La reforma fiscal. Entre Orwell y Churchill

Con independencia de la aprobación del Proyecto de Ley para el Fortalecimiento de las Finanzas Públicas, hay algo que debemos tener claro, porque la amenaza de una crisis no se neutralizará simplemente con un aumento de impuestos.

Aún con todos los méritos de nuestro desarrollo, no debemos ignorar que esta aspiración ha servido de coartada para construir un Sistema que, en nombre de una solidaridad mal entendida, se basa en una repartición sofisticada pero caprichosa, de ventajas y privilegios. Nos transformamos poco a poco en una versión “a la tica” de la granja que George Orwell describió en su novela de 1945. Una donde todos somos iguales, pero donde hay unos más iguales que otros.

Dicha repartición funcionó mientras hubo plata, pero ese tiempo pasó y hoy vivimos de las rentas del pasado, acercándonos cada vez más a la quiebra.

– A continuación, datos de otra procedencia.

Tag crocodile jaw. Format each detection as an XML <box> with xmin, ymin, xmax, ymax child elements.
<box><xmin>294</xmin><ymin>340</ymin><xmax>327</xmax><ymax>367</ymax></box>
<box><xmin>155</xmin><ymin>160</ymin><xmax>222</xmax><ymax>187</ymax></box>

Encontrar una solución ha demostrado ser un problema. Primero, porque la misma existencia de la amenaza fue puesta en duda demasiado tiempo. Segundo, porque ahora que ya no se puede negar la crisis, para nuestro estamento político resulta casi imposible concebir una solución que no repita la transa.

El Presidente Carlos Alvarado debió reconocer ese contexto de negación y desconfianza, al valorar sus opciones frente a la situación fiscal.

El propósito nunca debió concentrarse en subir los impuestos para salir del apuro, y seguir financiando el statu quo. Si bien a estas alturas el aumento es inevitable, debió plantearse en función de contar con recursos frescos, para acometer la transformación del Sistema, mediante la reingeniería de programas e instituciones, regímenes de empleo y pensión, y la creación de un sistema tributario tan parejo y sencillo como sea posible, con tarifas tan bajas como sea razonable, con la menor posibilidad de exoneraciones y con la menor oportunidad de eludir y evadir. Es decir, el objetivo ni siquiera debió limitarse a reducir el gasto público. Debía ir más allá, para devolver un sentido de igualdad y justicia a su propia organización, renovando sus prioridades y mejorando su eficiencia.

Siempre habría sido controversial, pero el Poder Ejecutivo habría contado con argumentos para movilizar a la opinión pública. Hoy, a lo más que puede aspirar, es a la resignación de unos, y a que los demás no hagan mucha bulla. Sucedió lo opuesto. Después de ganar las elecciones, y posiblemente para evitar el previsible conflicto y la crisis subsiguiente, eligieron seguir adelante con el proyecto fiscal de Helio Fallas y Luis Guillermo Solís. Hoy, la estrategia se tambalea, mientras que la amenaza de conflicto y crisis no deja de agravarse.

En 1938 Winston Churchill, lamentando el resultado de la política apaciguadora de Chamberlain, pronunció aquella famosa sentencia: “os dieron a elegir entre el deshonor y la guerra; elegisteis el deshonor y ahora tendréis la guerra” Esta sentencia podría referirse perfectamente a la estrategia seguida por el Gobierno.